Fransisca Octi pernah berkuliah di Universitas Negeri Yogyakarta (UNY) dan mengambil prodi Pendidikan Luar Biasa (PLB). Awal mulanya ia hanya turut beraktivitas di LSM Matahariku. Sebab saat itu ada himpunan mahasiswa divisi penjaringan yang menghubungkan perempuan biasa dipanggil Octi itu dengan komunitas. LSM Matahariku didirikan oleh seorang Tuli pegiat, Bunda Galuh, yang juga founder sekolah Little Hijabi, Bekasi.
Karena kemampuan bahasa isyaratnya belum memenuhi syarat sebagai Juru bahasa Isyarat (JBI), Octi masih menjadi volunteer sejak memulai berbahasa isyarat tahun 2014. Kemudian tahun 2015 ia bergabung dengan Pusat Layanan Bahasa Isyarat (PLJ).
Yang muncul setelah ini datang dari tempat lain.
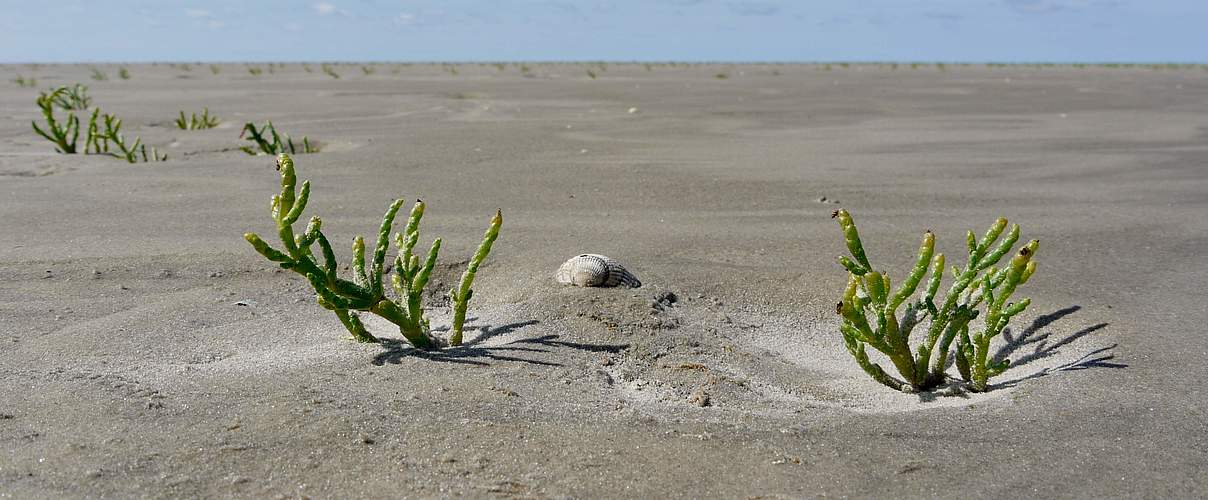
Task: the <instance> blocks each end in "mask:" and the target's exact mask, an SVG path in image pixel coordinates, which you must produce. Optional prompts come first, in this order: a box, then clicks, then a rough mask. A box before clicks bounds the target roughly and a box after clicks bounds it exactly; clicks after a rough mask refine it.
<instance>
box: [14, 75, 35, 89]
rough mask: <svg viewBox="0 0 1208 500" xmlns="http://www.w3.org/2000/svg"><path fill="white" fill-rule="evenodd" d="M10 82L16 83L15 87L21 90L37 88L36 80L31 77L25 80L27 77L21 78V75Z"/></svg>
mask: <svg viewBox="0 0 1208 500" xmlns="http://www.w3.org/2000/svg"><path fill="white" fill-rule="evenodd" d="M12 82H13V83H17V87H21V88H30V87H37V79H33V77H30V79H27V77H24V76H21V75H17V77H16V79H12Z"/></svg>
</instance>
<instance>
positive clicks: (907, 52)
mask: <svg viewBox="0 0 1208 500" xmlns="http://www.w3.org/2000/svg"><path fill="white" fill-rule="evenodd" d="M173 60H179V62H198V60H205V62H216V60H222V62H243V60H249V62H266V60H267V62H292V60H354V62H371V60H390V62H424V60H455V62H481V60H657V62H663V60H676V62H820V60H825V62H832V60H834V62H837V60H849V62H865V60H867V62H879V60H895V62H913V60H918V62H971V63H978V62H1006V63H1011V62H1056V63H1063V62H1099V63H1110V62H1136V63H1166V62H1177V63H1208V0H927V1H924V0H830V1H814V0H795V1H794V0H609V1H604V0H599V1H571V0H445V1H437V0H429V1H406V0H319V1H284V0H214V1H173V0H79V1H77V0H63V1H53V0H37V1H17V0H0V62H4V63H23V62H173Z"/></svg>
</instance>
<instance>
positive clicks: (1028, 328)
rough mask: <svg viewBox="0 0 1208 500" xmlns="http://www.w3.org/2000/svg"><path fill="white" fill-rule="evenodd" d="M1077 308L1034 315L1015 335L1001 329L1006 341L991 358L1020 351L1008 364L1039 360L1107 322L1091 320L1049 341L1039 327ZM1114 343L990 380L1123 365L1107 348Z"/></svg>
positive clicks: (1056, 351) (1017, 381)
mask: <svg viewBox="0 0 1208 500" xmlns="http://www.w3.org/2000/svg"><path fill="white" fill-rule="evenodd" d="M1081 309H1082V307H1081V306H1070V307H1067V308H1064V309H1058V310H1055V312H1052V313H1049V314H1045V315H1041V316H1039V318H1036V319H1035V320H1034V321H1032V325H1030V326H1028V327H1027V329H1024V330H1023V331H1022V332H1020V335H1018V336H1015V335H1014V332H1012V331H1011V330H1010V329H1006V330H1004V331H1003V339H1004V341H1006V343H1005V344H1004V345H1003V347H1000V348H999V349H998V350H997V351H995V353H994V360H995V361H999V360H1004V359H1010V357H1011V356H1012V355H1015V354H1017V353H1021V351H1022V353H1023V354H1022V355H1021V356H1018V357H1015V359H1011V367H1010V368H1017V367H1020V366H1024V365H1028V364H1032V362H1035V361H1039V360H1043V359H1045V357H1050V356H1053V355H1056V354H1057V353H1059V351H1061V349H1062V348H1064V347H1065V345H1069V344H1070V343H1073V342H1075V341H1078V339H1079V338H1082V337H1086V336H1088V335H1091V333H1094V332H1098V331H1100V330H1103V329H1105V327H1108V325H1109V324H1107V322H1099V324H1094V325H1091V326H1087V327H1085V329H1082V330H1079V331H1076V332H1074V333H1070V335H1068V336H1065V337H1064V338H1062V339H1059V341H1056V342H1050V341H1051V339H1052V338H1051V337H1052V332H1051V331H1049V332H1041V330H1043V329H1045V327H1047V326H1049V325H1051V324H1053V322H1056V321H1058V320H1061V319H1063V318H1065V316H1068V315H1070V314H1074V313H1076V312H1079V310H1081ZM1117 345H1119V344H1111V345H1107V347H1102V348H1098V349H1093V350H1091V351H1088V353H1086V354H1084V355H1081V356H1080V357H1079V359H1076V360H1074V361H1070V362H1065V364H1062V365H1057V366H1051V367H1046V368H1044V370H1040V371H1039V372H1035V373H1032V374H1028V376H1024V377H1020V378H1016V379H1011V380H1004V382H1000V383H998V384H993V388H1009V386H1015V385H1017V384H1020V383H1021V382H1024V380H1030V379H1034V378H1040V377H1045V376H1049V374H1052V373H1057V372H1070V371H1079V370H1091V368H1116V370H1119V368H1127V367H1128V365H1126V364H1122V362H1117V361H1113V360H1114V359H1115V357H1116V355H1115V354H1113V353H1111V350H1113V349H1115V348H1116V347H1117ZM1029 347H1030V348H1032V350H1030V351H1026V349H1027V348H1029ZM1010 368H1009V370H1010Z"/></svg>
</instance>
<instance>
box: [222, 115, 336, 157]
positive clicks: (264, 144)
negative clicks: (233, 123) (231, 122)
mask: <svg viewBox="0 0 1208 500" xmlns="http://www.w3.org/2000/svg"><path fill="white" fill-rule="evenodd" d="M244 134H249V135H248V140H250V141H252V143H255V145H256V147H251V146H243V147H240V149H239V150H240V151H243V152H245V153H248V155H278V153H290V155H298V153H313V152H319V146H318V145H313V144H310V139H309V138H307V136H304V135H303V136H302V147H297V145H295V144H294V139H290V135H289V134H286V133H278V132H277V127H273V122H271V121H266V122H265V124H263V126H262V127H260V128H259V129H257V128H256V124H255V123H251V122H248V123H245V124H244V126H243V130H242V132H239V138H243V136H244ZM257 149H259V151H257Z"/></svg>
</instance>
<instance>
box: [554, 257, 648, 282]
mask: <svg viewBox="0 0 1208 500" xmlns="http://www.w3.org/2000/svg"><path fill="white" fill-rule="evenodd" d="M554 279H557V280H558V283H561V284H563V285H575V286H617V285H621V286H628V287H633V289H637V287H639V286H641V281H639V280H638V278H637V277H634V275H633V274H632V273H629V272H628V271H626V269H625V267H623V266H621V263H620V262H617V261H614V260H611V258H609V257H605V256H603V255H596V254H583V255H580V256H575V257H570V260H569V261H567V262H565V263H563V264H562V267H559V268H558V272H557V273H556V274H554Z"/></svg>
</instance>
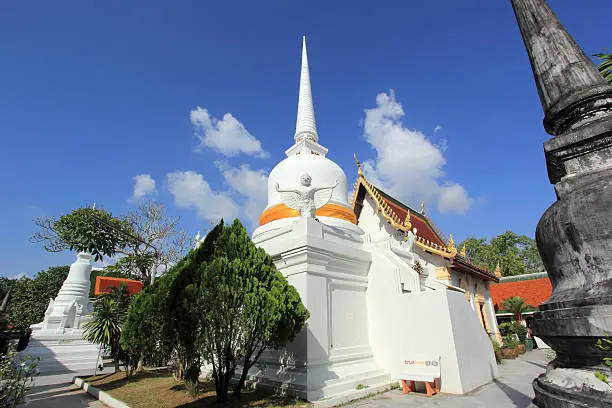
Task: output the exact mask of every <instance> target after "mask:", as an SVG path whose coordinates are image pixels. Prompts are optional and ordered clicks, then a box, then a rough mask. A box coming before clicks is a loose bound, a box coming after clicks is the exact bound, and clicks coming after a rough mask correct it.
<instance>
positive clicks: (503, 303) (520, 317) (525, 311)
mask: <svg viewBox="0 0 612 408" xmlns="http://www.w3.org/2000/svg"><path fill="white" fill-rule="evenodd" d="M502 308H503V311H505V312H508V313H512V315H513V316H514V320H516V321H517V322H518V323H520V322H521V321H522V320H523V313H525V312H528V311H530V310H532V309H533V307H532V306H529V305H528V304H527V303H525V299H523V298H522V297H520V296H511V297H509V298H508V299H506V300H504V303H503V304H502Z"/></svg>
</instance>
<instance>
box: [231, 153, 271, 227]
mask: <svg viewBox="0 0 612 408" xmlns="http://www.w3.org/2000/svg"><path fill="white" fill-rule="evenodd" d="M219 169H220V170H221V174H222V175H223V178H224V179H225V181H226V182H227V184H229V186H230V187H231V188H232V189H233V190H234V191H236V192H237V193H238V194H240V195H242V196H243V197H244V204H243V206H242V210H243V212H244V215H245V216H246V217H247V218H248V219H249V220H250V221H251V226H253V227H255V226H257V225H259V216H260V215H261V213H262V212H263V210H264V208H266V205H267V203H268V174H267V172H266V171H264V170H251V169H250V168H249V166H248V165H247V164H242V165H241V166H240V167H239V168H235V167H229V166H227V165H226V164H220V165H219Z"/></svg>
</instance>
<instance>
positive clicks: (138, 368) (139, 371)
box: [136, 353, 144, 373]
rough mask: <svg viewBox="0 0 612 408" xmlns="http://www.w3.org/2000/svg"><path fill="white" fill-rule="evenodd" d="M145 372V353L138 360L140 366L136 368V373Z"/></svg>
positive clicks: (138, 364)
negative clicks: (139, 358) (144, 367)
mask: <svg viewBox="0 0 612 408" xmlns="http://www.w3.org/2000/svg"><path fill="white" fill-rule="evenodd" d="M143 370H144V353H143V354H140V359H138V365H137V366H136V372H137V373H140V372H141V371H143Z"/></svg>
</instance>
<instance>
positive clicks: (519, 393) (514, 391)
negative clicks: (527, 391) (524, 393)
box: [493, 379, 531, 408]
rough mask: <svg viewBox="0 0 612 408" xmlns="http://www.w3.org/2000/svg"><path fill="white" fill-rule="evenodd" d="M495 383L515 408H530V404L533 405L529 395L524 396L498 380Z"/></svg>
mask: <svg viewBox="0 0 612 408" xmlns="http://www.w3.org/2000/svg"><path fill="white" fill-rule="evenodd" d="M493 383H495V385H497V386H498V387H499V389H501V390H502V391H503V393H504V394H506V395H507V396H508V398H510V400H511V401H512V403H513V404H514V406H515V407H517V408H522V407H528V406H529V404H531V397H530V396H529V395H526V394H523V393H522V392H520V391H518V390H515V389H514V388H512V387H510V386H509V385H507V384H504V383H503V382H501V381H499V380H497V379H494V380H493Z"/></svg>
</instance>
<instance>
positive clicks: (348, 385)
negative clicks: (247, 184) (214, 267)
mask: <svg viewBox="0 0 612 408" xmlns="http://www.w3.org/2000/svg"><path fill="white" fill-rule="evenodd" d="M294 139H295V144H294V145H293V146H291V147H290V148H289V149H288V150H287V151H286V152H285V153H286V155H287V158H286V159H284V160H283V161H281V162H280V163H279V164H278V165H277V166H276V167H275V168H274V169H273V170H272V171H271V172H270V176H269V179H268V180H269V181H268V206H267V207H266V209H265V210H264V212H263V214H262V215H261V217H260V227H259V228H257V229H256V230H255V232H254V233H253V242H254V243H255V244H256V245H258V246H260V247H262V248H264V249H265V250H266V251H267V252H268V253H269V254H270V255H272V257H273V258H274V259H275V261H276V265H277V268H279V270H281V272H282V273H283V275H285V276H286V277H287V279H288V280H289V282H290V283H291V284H292V285H293V286H295V287H296V289H297V290H298V292H299V293H300V296H301V298H302V302H303V303H304V305H305V306H306V307H307V308H308V310H309V311H310V319H309V321H308V323H307V327H306V329H305V330H303V331H302V332H301V333H300V334H299V335H298V338H297V339H296V340H295V341H294V342H293V343H292V344H291V345H290V346H289V347H288V348H287V350H285V351H283V353H282V355H281V356H279V355H278V354H277V353H270V354H268V355H266V356H264V357H263V358H262V361H261V362H262V364H260V366H259V371H258V372H256V373H254V377H253V379H254V380H255V381H256V382H257V383H258V386H268V387H273V388H283V389H286V390H287V391H288V392H290V393H292V394H295V395H298V396H300V397H301V398H304V399H307V400H308V401H318V400H324V399H329V398H330V397H334V401H340V400H341V398H342V396H344V395H347V399H351V398H348V395H353V394H354V393H355V390H356V386H357V385H359V384H361V385H362V387H364V388H366V387H367V390H368V392H373V391H376V390H377V389H382V388H384V387H385V386H387V385H388V384H389V379H390V377H389V374H387V373H385V372H384V371H383V370H381V369H380V367H379V366H378V364H377V363H376V361H375V360H374V358H373V353H372V350H371V347H370V343H369V333H368V324H367V321H368V315H367V307H366V289H367V274H368V268H369V266H370V255H369V254H368V253H367V252H366V251H364V250H363V249H362V245H363V239H362V235H363V231H362V230H361V229H360V228H359V227H358V226H357V225H356V218H355V214H354V213H353V210H352V208H351V205H350V204H349V203H348V185H347V181H346V175H345V174H344V172H343V171H342V169H341V168H340V166H338V165H337V164H336V163H334V162H333V161H331V160H329V159H327V158H326V157H325V155H326V153H327V149H326V148H325V147H323V146H321V145H320V144H319V143H318V139H319V138H318V134H317V129H316V122H315V116H314V107H313V102H312V93H311V87H310V74H309V69H308V58H307V55H306V40H305V39H304V41H303V50H302V72H301V78H300V92H299V103H298V114H297V123H296V130H295V137H294ZM303 174H308V175H310V176H311V178H312V186H313V187H317V186H331V185H336V184H337V185H336V186H335V187H334V188H333V190H332V194H331V197H330V199H329V201H328V202H327V204H325V205H323V206H322V207H321V208H319V209H318V210H317V212H316V215H317V217H316V218H311V217H300V216H299V212H298V211H296V210H292V209H291V208H289V207H288V206H287V205H286V204H285V203H284V202H283V198H282V196H281V194H280V193H279V192H278V191H277V188H276V184H277V183H278V185H279V187H280V188H281V189H287V188H294V187H297V186H298V185H299V183H300V177H301V176H302V175H303ZM360 392H361V391H360ZM338 398H340V399H338Z"/></svg>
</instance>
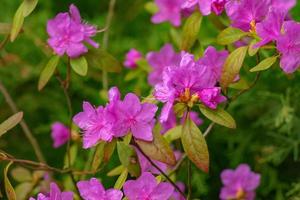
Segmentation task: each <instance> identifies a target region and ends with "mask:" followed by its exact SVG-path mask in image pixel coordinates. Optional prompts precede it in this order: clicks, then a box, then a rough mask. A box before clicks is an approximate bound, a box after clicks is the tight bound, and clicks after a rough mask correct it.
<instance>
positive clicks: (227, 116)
mask: <svg viewBox="0 0 300 200" xmlns="http://www.w3.org/2000/svg"><path fill="white" fill-rule="evenodd" d="M199 108H200V111H201V112H202V114H203V115H204V116H205V117H207V118H208V119H210V120H211V121H213V122H215V123H217V124H220V125H222V126H225V127H228V128H236V123H235V120H234V119H233V118H232V117H231V115H230V114H229V113H228V112H226V111H225V110H224V109H222V108H217V109H215V110H212V109H210V108H207V107H206V106H203V105H200V106H199Z"/></svg>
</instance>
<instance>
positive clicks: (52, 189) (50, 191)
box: [29, 182, 73, 200]
mask: <svg viewBox="0 0 300 200" xmlns="http://www.w3.org/2000/svg"><path fill="white" fill-rule="evenodd" d="M29 200H35V198H32V197H31V198H30V199H29ZM36 200H73V193H72V192H61V191H60V189H59V187H58V186H57V185H56V184H55V183H54V182H53V183H51V184H50V193H49V194H47V195H45V194H42V193H39V194H38V196H37V199H36Z"/></svg>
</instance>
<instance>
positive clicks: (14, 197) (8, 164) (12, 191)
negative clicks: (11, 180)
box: [4, 162, 17, 200]
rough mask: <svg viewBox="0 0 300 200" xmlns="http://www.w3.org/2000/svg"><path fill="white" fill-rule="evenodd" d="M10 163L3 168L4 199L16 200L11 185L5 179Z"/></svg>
mask: <svg viewBox="0 0 300 200" xmlns="http://www.w3.org/2000/svg"><path fill="white" fill-rule="evenodd" d="M12 163H13V162H10V163H8V164H7V165H6V167H5V168H4V187H5V193H6V197H7V199H8V200H16V199H17V197H16V193H15V190H14V188H13V187H12V185H11V183H10V181H9V179H8V177H7V172H8V169H9V167H10V165H11V164H12Z"/></svg>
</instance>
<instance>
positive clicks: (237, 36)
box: [217, 27, 247, 45]
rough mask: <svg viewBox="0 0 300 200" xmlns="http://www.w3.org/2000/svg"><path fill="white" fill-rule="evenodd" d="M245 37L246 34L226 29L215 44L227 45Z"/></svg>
mask: <svg viewBox="0 0 300 200" xmlns="http://www.w3.org/2000/svg"><path fill="white" fill-rule="evenodd" d="M246 35H247V33H246V32H244V31H242V30H240V29H238V28H233V27H228V28H226V29H224V30H223V31H222V32H221V33H220V34H219V35H218V37H217V42H218V43H219V44H221V45H228V44H232V43H234V42H236V41H238V40H240V39H241V38H242V37H245V36H246Z"/></svg>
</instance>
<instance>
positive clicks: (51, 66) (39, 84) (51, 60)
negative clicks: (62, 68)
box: [38, 55, 59, 91]
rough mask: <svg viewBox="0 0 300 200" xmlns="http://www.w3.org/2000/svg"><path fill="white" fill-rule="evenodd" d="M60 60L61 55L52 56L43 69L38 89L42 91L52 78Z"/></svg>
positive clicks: (39, 79) (40, 90)
mask: <svg viewBox="0 0 300 200" xmlns="http://www.w3.org/2000/svg"><path fill="white" fill-rule="evenodd" d="M58 61H59V56H58V55H55V56H53V57H52V58H50V60H49V62H48V63H47V65H46V67H45V68H44V69H43V71H42V73H41V75H40V79H39V84H38V90H39V91H41V90H42V89H43V88H44V87H45V86H46V84H47V83H48V81H49V80H50V78H51V76H52V75H53V73H54V71H55V69H56V67H57V65H58Z"/></svg>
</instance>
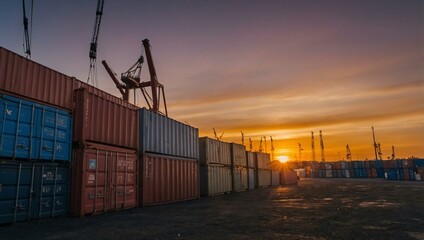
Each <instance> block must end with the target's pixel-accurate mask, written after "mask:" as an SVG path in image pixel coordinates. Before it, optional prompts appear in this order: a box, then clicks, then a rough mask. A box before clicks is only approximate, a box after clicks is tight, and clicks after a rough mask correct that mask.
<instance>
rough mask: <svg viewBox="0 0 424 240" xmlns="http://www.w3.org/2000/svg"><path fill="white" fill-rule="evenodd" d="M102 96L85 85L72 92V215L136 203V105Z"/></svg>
mask: <svg viewBox="0 0 424 240" xmlns="http://www.w3.org/2000/svg"><path fill="white" fill-rule="evenodd" d="M105 96H106V97H104V96H102V94H99V92H93V91H90V89H86V88H80V89H77V90H75V92H74V102H75V111H74V112H75V115H74V134H73V145H74V148H73V161H72V183H73V184H72V194H71V209H70V210H71V213H72V214H73V215H78V216H84V215H87V214H98V213H103V212H108V211H117V210H122V209H127V208H133V207H136V206H137V205H138V202H137V200H138V199H137V190H138V184H137V170H138V168H137V167H138V160H137V159H138V152H137V148H138V134H137V133H138V121H137V120H138V113H137V108H136V107H135V106H133V105H131V104H129V103H127V102H125V101H123V100H121V99H119V98H116V97H112V96H108V95H105Z"/></svg>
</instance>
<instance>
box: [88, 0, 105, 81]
mask: <svg viewBox="0 0 424 240" xmlns="http://www.w3.org/2000/svg"><path fill="white" fill-rule="evenodd" d="M103 6H104V0H98V1H97V8H96V20H95V22H94V30H93V36H92V38H91V43H90V51H89V54H88V55H89V57H90V70H89V72H88V78H87V83H90V80H91V81H92V82H93V84H94V85H95V86H96V87H98V82H97V76H96V75H97V73H96V60H97V39H98V38H99V31H100V23H101V21H102V15H103Z"/></svg>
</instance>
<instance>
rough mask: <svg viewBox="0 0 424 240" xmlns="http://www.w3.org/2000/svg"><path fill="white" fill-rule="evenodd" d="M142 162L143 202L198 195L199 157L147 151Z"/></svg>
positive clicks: (153, 201) (161, 200)
mask: <svg viewBox="0 0 424 240" xmlns="http://www.w3.org/2000/svg"><path fill="white" fill-rule="evenodd" d="M142 166H143V167H142V171H141V173H142V174H140V175H141V176H140V177H141V179H142V183H143V187H142V190H141V196H142V201H140V205H142V206H148V205H158V204H164V203H171V202H179V201H186V200H191V199H197V198H199V162H198V161H197V160H196V159H188V158H178V157H173V156H167V155H157V154H144V155H143V163H142Z"/></svg>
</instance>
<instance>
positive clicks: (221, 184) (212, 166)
mask: <svg viewBox="0 0 424 240" xmlns="http://www.w3.org/2000/svg"><path fill="white" fill-rule="evenodd" d="M231 191H232V177H231V167H230V166H226V165H222V164H207V165H200V194H201V195H202V196H214V195H220V194H224V193H229V192H231Z"/></svg>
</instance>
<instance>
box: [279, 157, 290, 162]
mask: <svg viewBox="0 0 424 240" xmlns="http://www.w3.org/2000/svg"><path fill="white" fill-rule="evenodd" d="M288 160H289V157H287V156H278V161H280V162H282V163H285V162H287V161H288Z"/></svg>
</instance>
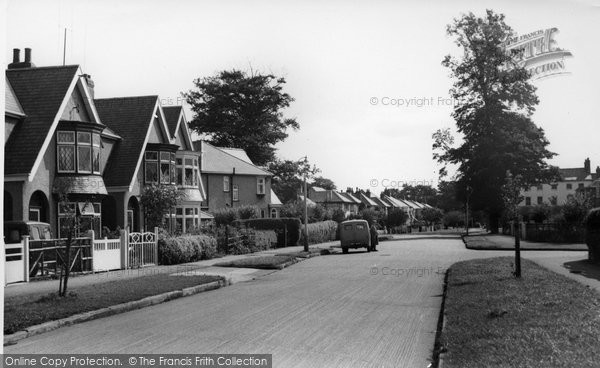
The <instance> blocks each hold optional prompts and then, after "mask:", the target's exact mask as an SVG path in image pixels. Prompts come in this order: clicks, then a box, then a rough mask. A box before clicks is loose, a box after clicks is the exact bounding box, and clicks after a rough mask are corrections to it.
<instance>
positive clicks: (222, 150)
mask: <svg viewBox="0 0 600 368" xmlns="http://www.w3.org/2000/svg"><path fill="white" fill-rule="evenodd" d="M217 148H218V149H220V150H221V151H225V152H227V153H229V154H230V155H232V156H235V157H237V158H239V159H240V160H243V161H246V162H248V163H250V164H253V163H252V160H250V157H248V154H247V153H246V151H244V150H243V149H241V148H228V147H217ZM253 165H254V164H253Z"/></svg>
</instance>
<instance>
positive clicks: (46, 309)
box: [4, 274, 220, 335]
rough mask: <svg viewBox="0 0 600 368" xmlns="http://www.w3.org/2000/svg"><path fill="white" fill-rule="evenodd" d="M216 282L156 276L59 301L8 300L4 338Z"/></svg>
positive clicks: (10, 297) (217, 277)
mask: <svg viewBox="0 0 600 368" xmlns="http://www.w3.org/2000/svg"><path fill="white" fill-rule="evenodd" d="M218 280H220V277H218V276H206V275H194V276H169V275H167V274H158V275H152V276H144V277H138V278H132V279H122V280H116V281H110V282H103V283H98V284H93V285H86V286H79V287H77V288H72V289H70V290H71V291H70V292H69V293H68V294H69V296H67V297H64V298H59V297H58V296H57V294H56V293H51V294H48V293H47V292H44V293H37V294H27V295H22V296H12V297H8V298H5V300H4V334H5V335H8V334H12V333H14V332H17V331H20V330H22V329H24V328H27V327H30V326H34V325H38V324H41V323H44V322H49V321H54V320H57V319H61V318H66V317H70V316H73V315H75V314H79V313H84V312H90V311H93V310H96V309H101V308H105V307H110V306H113V305H117V304H121V303H126V302H131V301H135V300H140V299H143V298H145V297H148V296H153V295H158V294H162V293H166V292H169V291H174V290H181V289H184V288H187V287H192V286H197V285H201V284H207V283H209V282H213V281H218ZM57 289H58V282H57Z"/></svg>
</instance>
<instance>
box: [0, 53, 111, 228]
mask: <svg viewBox="0 0 600 368" xmlns="http://www.w3.org/2000/svg"><path fill="white" fill-rule="evenodd" d="M92 84H93V83H92V82H91V79H90V78H89V76H88V75H86V74H84V73H83V72H82V71H81V69H80V67H79V66H78V65H68V66H56V67H39V68H38V67H36V66H35V65H34V64H33V63H32V61H31V50H30V49H25V60H24V61H22V62H21V61H20V50H18V49H15V50H14V54H13V62H12V63H11V64H9V65H8V69H7V70H6V92H7V94H6V97H5V101H6V106H7V109H6V112H5V119H6V120H5V134H6V138H5V150H4V163H5V173H4V175H5V176H4V184H5V185H4V219H5V220H21V221H23V220H25V221H26V220H33V221H44V222H49V223H50V224H51V225H52V227H53V228H54V229H55V231H56V233H58V234H60V224H61V223H62V219H64V218H65V217H64V216H65V212H66V211H65V208H58V207H59V206H58V196H57V190H59V189H58V188H60V187H62V186H63V183H67V182H68V183H69V186H70V187H71V189H70V196H69V200H70V201H71V202H69V203H68V205H67V207H69V208H70V209H71V210H76V211H77V212H79V214H80V215H81V221H82V224H81V227H82V229H83V230H86V229H94V230H96V231H100V226H101V202H102V200H103V199H104V198H105V197H106V196H107V190H106V187H105V183H104V179H103V176H102V174H103V172H104V171H105V169H106V164H107V161H106V159H107V157H108V156H109V155H110V151H111V148H112V146H113V145H114V144H115V143H116V142H118V141H119V140H120V139H121V137H119V136H118V135H117V134H114V132H112V131H111V130H110V129H107V127H106V126H105V125H104V124H103V123H102V122H101V120H100V118H99V116H98V113H97V111H96V108H95V106H94V103H93V92H92V90H91V88H90V86H91V85H92Z"/></svg>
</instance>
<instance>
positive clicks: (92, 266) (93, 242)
mask: <svg viewBox="0 0 600 368" xmlns="http://www.w3.org/2000/svg"><path fill="white" fill-rule="evenodd" d="M89 234H90V239H91V241H92V273H94V272H95V267H94V260H95V259H96V255H95V254H94V253H95V250H96V249H95V248H96V247H95V245H94V240H95V239H96V234H95V233H94V230H90V232H89ZM82 252H83V249H82ZM81 258H82V259H83V253H82V254H81ZM81 271H83V265H82V269H81Z"/></svg>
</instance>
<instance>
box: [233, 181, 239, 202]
mask: <svg viewBox="0 0 600 368" xmlns="http://www.w3.org/2000/svg"><path fill="white" fill-rule="evenodd" d="M232 197H233V201H234V202H237V201H239V200H240V189H239V187H238V185H237V184H233V193H232Z"/></svg>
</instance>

Awalnya ia ada rasa kecewa karena pilihan kuliah di prodi PLB adalah pilihan kedua namun ia yang juga penerima beasiswa merasa berbangga sebab setelah mendalami jadi jatuh cinta dengan belajar bahasa isyarat. Demikian kisah Octi yang bercerita saat siaran Radio Katolikana bersama Lukas Inspandriarno,Kamis, 9/9.
Berbeda dengan pengalaman Ramadhani Rahmi, yang pada tahun 2013, saat masih menjadi mahasiswa Universitas Muhammadiyah Yogyakarta (UMY) ia bergiat di Deaf Art Community (DAC) dan belajar bahasa isyarat Indonesia. Saat itu ia belum jadi JBI tapi penerjemah bahasa isyarat, Ia juga bertemu Octi di DAC. Hingga pada suatu hari, saat ada even workshop yang diselenggarakan oleh NGO Sigab Indonesia, ia harus menampingi seorang Tuli dari Makassar yang mengikuti pelatihan. Saat itu tidak ada orang dengar yang bisa jadi penerjemah. “Saya saat itu cadangan, dan hanya dengan modal ngobrol santai banyak tentang hambatan ke teman Tuli, waktu itu dibantu penerjemah lain. Lalu yang menjelaskan Tuli dari Makassar tersebut,”jelas perempuan yang akrab dipanggil Mada itu.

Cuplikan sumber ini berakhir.